Thanks for the draft of your nice & detailed review. About return policy, I understand buyer's point of view in that matter and I plan to change that
policy asap for Europe to be the way you suggested, i.e. flat rate with
possibly some subsidy.
I guess USA is just about on the limits considering subsidy but for other areas it may be somewhat headache to implement (though not impossible), shipping expenses are 2..4 times higher there than in Europe. Still I like that "make it simple for buyers" idea. I have requested a quotation from UPS and after seeing that I can decide on actual numbers for flat return rates.
Swapping only speaker elements due to a burned one is a good idea and I'll be rewriting that part of warranty terms soon. Regardless what warranty term right now say swapping would probably have happened should there have been a case like that abroad (provided buyer is pleased to use a screw driver...).
By the way, those "RMA" and "Disclaimer" things on EuroAcoustics web site may look annoying & silly for Europeans but I have seen many warnings those are absolutely needed when doing business with other countries than EU.
Maybe someone could find better wordings for those sentences there...? :-) You are right what you say about "Room Response", there will be always a number of peaks and gaps in a real life room response.
Maybe "Room Response" is not exactly right word to describe the second curve, a better one would "Desert Response", i.e. the box standing on earth and radiating free to all the directions except down.
Actually the idea is not to show the reflections from the walls or ceiling in that curve but to give some rough idea how much bass response of the speaker is boosted when it's carried from anechoic test room (where it's in the air, not on the floor) to any room into a floor standing position.
An interesting question after all is: If a speaker has a totally flat bass response in anechoic test room what will the bass response be when the speaker is located 1) on desert 2) on desert with one wall behind it 3) on desert with two walls (i.e. corner) behind it 4) a real room.
The lesson briefly is that a speaker having flat anechoic bass response will be boomy when located on the earth and bass will be lifted up even more in a real room.
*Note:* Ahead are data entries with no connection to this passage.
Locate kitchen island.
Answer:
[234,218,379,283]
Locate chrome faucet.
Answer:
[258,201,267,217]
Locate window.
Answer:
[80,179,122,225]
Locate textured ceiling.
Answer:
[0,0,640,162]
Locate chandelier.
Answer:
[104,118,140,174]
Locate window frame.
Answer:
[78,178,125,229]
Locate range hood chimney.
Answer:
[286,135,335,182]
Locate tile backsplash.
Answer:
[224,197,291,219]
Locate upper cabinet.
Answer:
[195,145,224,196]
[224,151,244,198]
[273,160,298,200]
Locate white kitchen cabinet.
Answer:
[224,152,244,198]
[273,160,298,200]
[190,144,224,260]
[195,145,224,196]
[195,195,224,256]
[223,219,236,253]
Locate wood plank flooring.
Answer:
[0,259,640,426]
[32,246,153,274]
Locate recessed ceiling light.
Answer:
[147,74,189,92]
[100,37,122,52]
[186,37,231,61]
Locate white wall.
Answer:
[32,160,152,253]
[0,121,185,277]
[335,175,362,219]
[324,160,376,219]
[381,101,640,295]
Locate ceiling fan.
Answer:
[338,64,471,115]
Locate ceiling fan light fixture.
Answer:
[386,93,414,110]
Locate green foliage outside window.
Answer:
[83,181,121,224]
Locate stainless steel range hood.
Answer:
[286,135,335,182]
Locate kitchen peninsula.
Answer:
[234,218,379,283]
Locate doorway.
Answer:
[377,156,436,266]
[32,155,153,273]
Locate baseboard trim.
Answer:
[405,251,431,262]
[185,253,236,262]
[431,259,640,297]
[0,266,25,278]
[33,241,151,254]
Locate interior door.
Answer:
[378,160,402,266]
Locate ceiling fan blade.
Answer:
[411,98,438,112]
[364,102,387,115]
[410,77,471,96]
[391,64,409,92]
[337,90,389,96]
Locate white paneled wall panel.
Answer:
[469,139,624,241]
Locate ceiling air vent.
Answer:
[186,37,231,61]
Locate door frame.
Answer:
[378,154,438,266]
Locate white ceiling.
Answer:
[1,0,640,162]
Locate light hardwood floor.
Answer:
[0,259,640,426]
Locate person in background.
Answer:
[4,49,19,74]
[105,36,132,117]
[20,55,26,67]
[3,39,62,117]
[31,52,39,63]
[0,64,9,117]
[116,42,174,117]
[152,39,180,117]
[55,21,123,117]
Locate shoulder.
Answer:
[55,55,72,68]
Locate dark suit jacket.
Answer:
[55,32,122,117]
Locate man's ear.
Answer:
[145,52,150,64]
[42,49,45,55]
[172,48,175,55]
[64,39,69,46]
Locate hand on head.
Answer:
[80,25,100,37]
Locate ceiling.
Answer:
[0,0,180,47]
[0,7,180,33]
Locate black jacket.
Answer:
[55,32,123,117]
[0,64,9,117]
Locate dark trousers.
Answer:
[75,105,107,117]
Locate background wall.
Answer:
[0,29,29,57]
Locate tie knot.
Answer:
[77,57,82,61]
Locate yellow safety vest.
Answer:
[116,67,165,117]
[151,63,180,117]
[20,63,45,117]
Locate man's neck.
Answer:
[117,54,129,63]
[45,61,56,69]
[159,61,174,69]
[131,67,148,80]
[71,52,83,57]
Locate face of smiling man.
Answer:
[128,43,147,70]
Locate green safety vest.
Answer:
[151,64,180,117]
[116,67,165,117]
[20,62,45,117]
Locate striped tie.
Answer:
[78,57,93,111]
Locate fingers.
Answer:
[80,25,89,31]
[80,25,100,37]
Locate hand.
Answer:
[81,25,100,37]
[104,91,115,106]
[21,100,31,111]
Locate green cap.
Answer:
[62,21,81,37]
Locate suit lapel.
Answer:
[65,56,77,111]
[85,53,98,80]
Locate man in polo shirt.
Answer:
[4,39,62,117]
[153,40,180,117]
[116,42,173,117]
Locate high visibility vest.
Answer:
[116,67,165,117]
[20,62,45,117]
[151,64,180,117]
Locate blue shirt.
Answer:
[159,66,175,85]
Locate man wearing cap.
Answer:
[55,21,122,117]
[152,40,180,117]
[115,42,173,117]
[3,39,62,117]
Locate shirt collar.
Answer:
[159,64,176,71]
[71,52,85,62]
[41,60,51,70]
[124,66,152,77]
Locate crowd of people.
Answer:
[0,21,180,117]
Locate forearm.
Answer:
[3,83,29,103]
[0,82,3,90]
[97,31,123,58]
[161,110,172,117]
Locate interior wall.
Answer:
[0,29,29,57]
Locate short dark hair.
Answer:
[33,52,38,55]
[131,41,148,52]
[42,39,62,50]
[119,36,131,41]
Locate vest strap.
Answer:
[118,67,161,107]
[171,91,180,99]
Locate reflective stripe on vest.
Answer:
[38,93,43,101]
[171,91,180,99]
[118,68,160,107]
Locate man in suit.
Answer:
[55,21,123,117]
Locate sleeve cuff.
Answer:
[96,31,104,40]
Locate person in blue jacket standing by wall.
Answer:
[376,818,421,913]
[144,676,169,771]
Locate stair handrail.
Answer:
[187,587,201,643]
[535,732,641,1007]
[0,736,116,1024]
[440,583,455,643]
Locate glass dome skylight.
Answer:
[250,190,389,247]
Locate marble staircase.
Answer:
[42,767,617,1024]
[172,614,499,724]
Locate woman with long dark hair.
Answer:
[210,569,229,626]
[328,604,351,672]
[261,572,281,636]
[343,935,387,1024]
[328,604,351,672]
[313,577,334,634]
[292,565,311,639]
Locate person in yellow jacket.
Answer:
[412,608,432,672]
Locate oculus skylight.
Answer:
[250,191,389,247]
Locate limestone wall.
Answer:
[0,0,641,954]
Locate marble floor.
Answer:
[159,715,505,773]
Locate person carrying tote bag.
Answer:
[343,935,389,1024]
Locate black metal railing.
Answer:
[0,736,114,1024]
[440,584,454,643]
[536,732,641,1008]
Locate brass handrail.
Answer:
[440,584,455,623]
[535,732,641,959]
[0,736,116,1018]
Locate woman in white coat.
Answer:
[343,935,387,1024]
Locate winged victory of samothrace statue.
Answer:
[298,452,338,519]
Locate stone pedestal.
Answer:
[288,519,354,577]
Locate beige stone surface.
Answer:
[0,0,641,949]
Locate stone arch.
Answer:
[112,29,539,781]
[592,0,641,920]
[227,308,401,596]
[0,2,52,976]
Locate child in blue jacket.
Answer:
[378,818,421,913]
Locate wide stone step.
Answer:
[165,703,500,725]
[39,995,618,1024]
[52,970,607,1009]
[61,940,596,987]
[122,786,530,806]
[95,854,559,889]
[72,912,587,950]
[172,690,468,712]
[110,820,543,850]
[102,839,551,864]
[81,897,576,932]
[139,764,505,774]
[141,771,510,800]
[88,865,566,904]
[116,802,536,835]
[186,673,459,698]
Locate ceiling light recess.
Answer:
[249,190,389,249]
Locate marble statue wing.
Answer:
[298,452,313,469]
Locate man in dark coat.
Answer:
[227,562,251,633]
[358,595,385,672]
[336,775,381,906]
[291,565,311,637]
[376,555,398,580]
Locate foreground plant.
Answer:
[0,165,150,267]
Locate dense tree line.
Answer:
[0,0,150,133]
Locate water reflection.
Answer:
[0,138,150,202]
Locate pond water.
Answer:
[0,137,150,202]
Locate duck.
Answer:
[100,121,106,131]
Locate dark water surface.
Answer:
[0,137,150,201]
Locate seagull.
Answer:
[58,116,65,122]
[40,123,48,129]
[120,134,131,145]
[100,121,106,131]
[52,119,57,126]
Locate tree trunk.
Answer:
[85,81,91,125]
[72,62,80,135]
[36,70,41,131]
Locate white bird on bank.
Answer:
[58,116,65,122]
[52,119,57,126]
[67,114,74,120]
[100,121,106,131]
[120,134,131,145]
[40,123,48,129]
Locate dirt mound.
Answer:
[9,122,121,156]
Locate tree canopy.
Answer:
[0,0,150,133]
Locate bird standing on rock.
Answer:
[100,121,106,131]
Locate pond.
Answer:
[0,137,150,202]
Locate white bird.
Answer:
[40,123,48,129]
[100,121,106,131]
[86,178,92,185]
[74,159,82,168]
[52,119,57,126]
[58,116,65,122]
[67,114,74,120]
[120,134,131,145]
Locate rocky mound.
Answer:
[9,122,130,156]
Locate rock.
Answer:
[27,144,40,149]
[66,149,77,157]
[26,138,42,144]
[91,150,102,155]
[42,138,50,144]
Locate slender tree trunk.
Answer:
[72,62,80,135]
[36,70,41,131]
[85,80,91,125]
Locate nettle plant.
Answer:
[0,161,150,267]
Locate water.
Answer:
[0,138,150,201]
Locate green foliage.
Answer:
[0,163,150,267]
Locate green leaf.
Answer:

Unfortunately most people are used to that kind of bass reproduction and some recordings are obviously bass poor --- guess why ? :-)
Still EA-140 needs a subwoofer for full 20..40 Hz range though the mod made to xover appears to slightly help that "bass poor" situation.
Spikes & door stops: Usually it's desirable to avoid speaker to radiate via floor. Most studio designers agree on that based on the fact that speed of sound through solid material is higher than through air. There are many ways to avoid floor carried vibration but simple rubber buttons alone are rather effective provided the building material under the speaker is rather heavy.
It's possible to put some marble under the boxes if the floor happens to be floating or otherwise lightly constructed. No comments about those spikes, results may vary case-by-case (including the cash book owner).